There were clashes in Dhaka, the Bangladeshi capital, on March 21 between Hasina’s supporters and the police after the ruling Bangladesh Nationalist Party (BNP) scrapped a law that requires Mujib’s portrait to be displayed in public buildings. Paramilitary troops and police were deployed around the parliament building as MPs abolished the law, which had been passed during Hasina Wajid’s term as prime minister.

The Awami League was defeated in last October’s parliamentary elections, thereby returning Khaleda Zia to power. Police used tear-gas to disperse Awami League activists protesting against the bill near their party office, leaving several people injured. Awami League officials condemned the police action and criticised the government for its “repressive and undemocratic” attitude towards the opposition. As the parliamentary debate began, more than 30 Awami League MPs, led by party secretary general Zillur Rahman, gathered outside the main parliament chamber and staged a noisy protest.
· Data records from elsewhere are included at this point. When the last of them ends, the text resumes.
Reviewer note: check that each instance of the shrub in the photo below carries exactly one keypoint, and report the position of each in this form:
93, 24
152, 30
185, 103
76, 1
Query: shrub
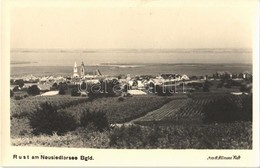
121, 99
75, 92
11, 93
96, 121
18, 97
47, 120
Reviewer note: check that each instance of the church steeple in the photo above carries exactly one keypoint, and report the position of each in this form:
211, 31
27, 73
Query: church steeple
82, 70
75, 70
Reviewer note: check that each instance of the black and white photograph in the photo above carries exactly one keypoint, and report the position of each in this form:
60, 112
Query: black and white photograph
134, 75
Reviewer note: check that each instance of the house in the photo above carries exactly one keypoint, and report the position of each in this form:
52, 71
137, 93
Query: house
185, 77
44, 87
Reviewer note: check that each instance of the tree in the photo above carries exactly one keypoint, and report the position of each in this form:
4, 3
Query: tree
46, 120
33, 90
206, 86
62, 88
75, 92
11, 93
54, 86
19, 82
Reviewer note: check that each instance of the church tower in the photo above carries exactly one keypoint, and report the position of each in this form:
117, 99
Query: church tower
82, 70
75, 70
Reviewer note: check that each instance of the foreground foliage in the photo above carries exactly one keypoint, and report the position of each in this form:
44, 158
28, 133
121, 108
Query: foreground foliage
236, 135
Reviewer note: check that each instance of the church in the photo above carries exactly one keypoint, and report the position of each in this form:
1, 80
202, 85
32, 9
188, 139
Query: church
83, 75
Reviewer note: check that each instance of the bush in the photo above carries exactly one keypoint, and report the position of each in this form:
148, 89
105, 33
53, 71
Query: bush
62, 88
121, 99
33, 90
75, 92
96, 121
48, 120
18, 97
11, 93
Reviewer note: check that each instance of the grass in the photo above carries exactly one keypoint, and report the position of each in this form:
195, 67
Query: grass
236, 135
183, 134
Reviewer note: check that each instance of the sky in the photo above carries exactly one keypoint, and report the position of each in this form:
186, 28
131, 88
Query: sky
151, 24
But the bill was approved by the house amid applause from the ruling party, which has a comfortable majority in parliament.
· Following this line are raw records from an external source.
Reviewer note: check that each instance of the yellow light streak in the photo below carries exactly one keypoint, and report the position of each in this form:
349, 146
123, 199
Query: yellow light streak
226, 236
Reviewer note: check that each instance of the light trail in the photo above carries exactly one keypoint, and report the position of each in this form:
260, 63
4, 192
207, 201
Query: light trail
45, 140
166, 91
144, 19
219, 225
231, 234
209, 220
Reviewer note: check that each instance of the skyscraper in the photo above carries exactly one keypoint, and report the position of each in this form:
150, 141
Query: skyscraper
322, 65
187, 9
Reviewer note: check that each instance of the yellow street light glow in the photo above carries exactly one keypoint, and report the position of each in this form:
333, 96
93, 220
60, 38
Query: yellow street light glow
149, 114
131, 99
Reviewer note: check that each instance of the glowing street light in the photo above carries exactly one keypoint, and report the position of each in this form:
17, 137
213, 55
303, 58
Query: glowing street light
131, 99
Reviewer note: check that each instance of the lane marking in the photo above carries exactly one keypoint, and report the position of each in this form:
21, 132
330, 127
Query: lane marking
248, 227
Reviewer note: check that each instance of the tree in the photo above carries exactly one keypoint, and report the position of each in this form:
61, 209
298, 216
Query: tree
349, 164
Prime minister Khaleda Zia later criticised the former government for imposing the portrait law “unilaterally”. She told the house that her government would propose a new bill providing for the display of a panel of four portraits that would include, with Mujib and Ziaur Rahman, sitting heads of state and government. Should such a bill become law, Begum Khaleda Zia would beam at her grateful public alongside her husband, from all government buildings for as long as her ruling party remains in power. If the rival Awami League returns to power, at least two portraits would immediately be consigned to oblivion. Ziaur Rahman, an army general who came to power after the assassination of Mujib on August 15, 1975, by his own military officers, himself fell in an abortive coup in 1981.

The Awami League has boycotted the 300-seat parliament since losing the elections on October 1 to the BNP. The party announced in mid-March that its 58 MPs would also resign their seats. Opposition leader Hasina Wajid has given no timetable for the en masse resignations, but hinted that the bill scrapping Mujib’s picture might precipitate the move and lead to protests. In response, prime minister Khaleda Zia warned the opposition on March 21: “Tough action will be taken if you resort to violence and chaos in the streets, causing damage to public property instead of joining the parliament.” The BNP boycotted parliamentary proceedings throughout the time the Awami League was in power.

The difference between the two ladies, however, goes beyond portraits; they are practically and politically far apart. The Awami League is seen as a pro-Indian party; Hasina Wajid owes her survival to the fact that she was in India when Mujib and his entire family were wiped out in the coup. She is beholden to India, much to the chagrin of most Bangladeshis. The BNP, on the other hand, is nationalistic in outlook and has cultivated close links with the religious parties. In that sense, it represents the sentiments of the people much more closely than its rival. Because of the Bangladeshis’ changeability of mood, however, this cannot be taken for granted.